They’re also very easy to mess up.
Don’t think of running Facebook ads the same way as those tired radio ads you’ve heard in the car for the past few decades. A jingle and a 1-800 number aren’t going to work online. You can offer discounts and sell directly to customers with ads, but that’ll only work if people are familiar with your brand.
There’s another way to attract people to your brand with Facebook ads that familiarizes them with your brand: run ads for free content.
What? Run PPC ads for free content? That is small business marketing blaspheme. Maybe, but it’s also a way to get your brand to stand out.

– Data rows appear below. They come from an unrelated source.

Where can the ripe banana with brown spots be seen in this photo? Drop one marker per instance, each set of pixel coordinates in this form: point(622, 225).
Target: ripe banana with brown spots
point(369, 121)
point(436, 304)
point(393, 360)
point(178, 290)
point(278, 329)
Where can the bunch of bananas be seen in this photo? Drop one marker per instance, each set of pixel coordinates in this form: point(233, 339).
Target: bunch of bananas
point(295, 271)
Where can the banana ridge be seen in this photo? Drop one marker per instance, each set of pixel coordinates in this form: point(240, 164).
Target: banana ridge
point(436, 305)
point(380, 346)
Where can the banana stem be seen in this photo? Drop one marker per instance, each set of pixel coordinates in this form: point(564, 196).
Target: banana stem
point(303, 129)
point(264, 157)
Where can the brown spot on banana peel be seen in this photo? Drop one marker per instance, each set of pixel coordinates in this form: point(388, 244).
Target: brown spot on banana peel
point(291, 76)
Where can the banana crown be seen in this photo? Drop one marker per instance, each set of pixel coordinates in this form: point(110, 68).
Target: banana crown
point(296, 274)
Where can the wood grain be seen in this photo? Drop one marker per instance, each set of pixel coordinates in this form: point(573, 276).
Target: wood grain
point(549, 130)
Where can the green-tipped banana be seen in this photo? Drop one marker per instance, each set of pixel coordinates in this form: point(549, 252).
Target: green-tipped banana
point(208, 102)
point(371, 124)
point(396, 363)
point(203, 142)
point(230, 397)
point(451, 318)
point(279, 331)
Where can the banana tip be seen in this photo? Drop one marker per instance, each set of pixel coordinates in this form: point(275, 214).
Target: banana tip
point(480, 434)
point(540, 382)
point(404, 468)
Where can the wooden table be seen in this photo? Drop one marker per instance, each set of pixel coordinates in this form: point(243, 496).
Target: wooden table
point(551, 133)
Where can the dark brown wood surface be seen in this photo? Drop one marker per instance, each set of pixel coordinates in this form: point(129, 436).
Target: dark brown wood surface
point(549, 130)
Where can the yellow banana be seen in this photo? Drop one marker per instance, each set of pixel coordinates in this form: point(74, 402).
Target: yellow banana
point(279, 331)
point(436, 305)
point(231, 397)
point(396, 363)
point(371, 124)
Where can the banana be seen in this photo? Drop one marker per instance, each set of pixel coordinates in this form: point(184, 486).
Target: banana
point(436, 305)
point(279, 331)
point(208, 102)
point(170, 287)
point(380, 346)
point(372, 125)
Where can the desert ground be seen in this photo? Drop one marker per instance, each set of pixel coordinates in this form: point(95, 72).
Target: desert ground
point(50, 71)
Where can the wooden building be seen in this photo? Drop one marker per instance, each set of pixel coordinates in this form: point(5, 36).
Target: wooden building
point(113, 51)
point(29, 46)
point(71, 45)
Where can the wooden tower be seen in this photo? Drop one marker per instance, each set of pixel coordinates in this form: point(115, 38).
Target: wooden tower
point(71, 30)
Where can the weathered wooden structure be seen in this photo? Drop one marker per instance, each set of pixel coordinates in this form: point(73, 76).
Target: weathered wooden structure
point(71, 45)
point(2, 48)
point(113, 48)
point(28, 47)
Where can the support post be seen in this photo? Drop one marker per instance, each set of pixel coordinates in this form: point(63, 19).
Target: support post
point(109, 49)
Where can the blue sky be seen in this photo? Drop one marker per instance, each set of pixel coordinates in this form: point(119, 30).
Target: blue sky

We noticed many SEO tool companies, like Ahrefs doing this:
We couldn’t find a sponsored post in our timeline, but often some companies will run “sponsored posts,” meaning they’re creating ads for the blog content they create.
This could be a waste of money…
But it could also be a genius idea to get your name out there more.
There’s an industry saying that a potential customer has to see your brand 7 times before they buy.
Whether or not that’s true remains to be seen. The underlying sentiment makes sense.
Build brand familiarity in any way possible.
Conclusion
Winning the small business game has more to do with resourcefullnes than it does the resources themselves.
Use some of these marketing ideas to step up your game in 2019.
What are some creative marketing ideas you want to try with your small business?
Let us know in the comments!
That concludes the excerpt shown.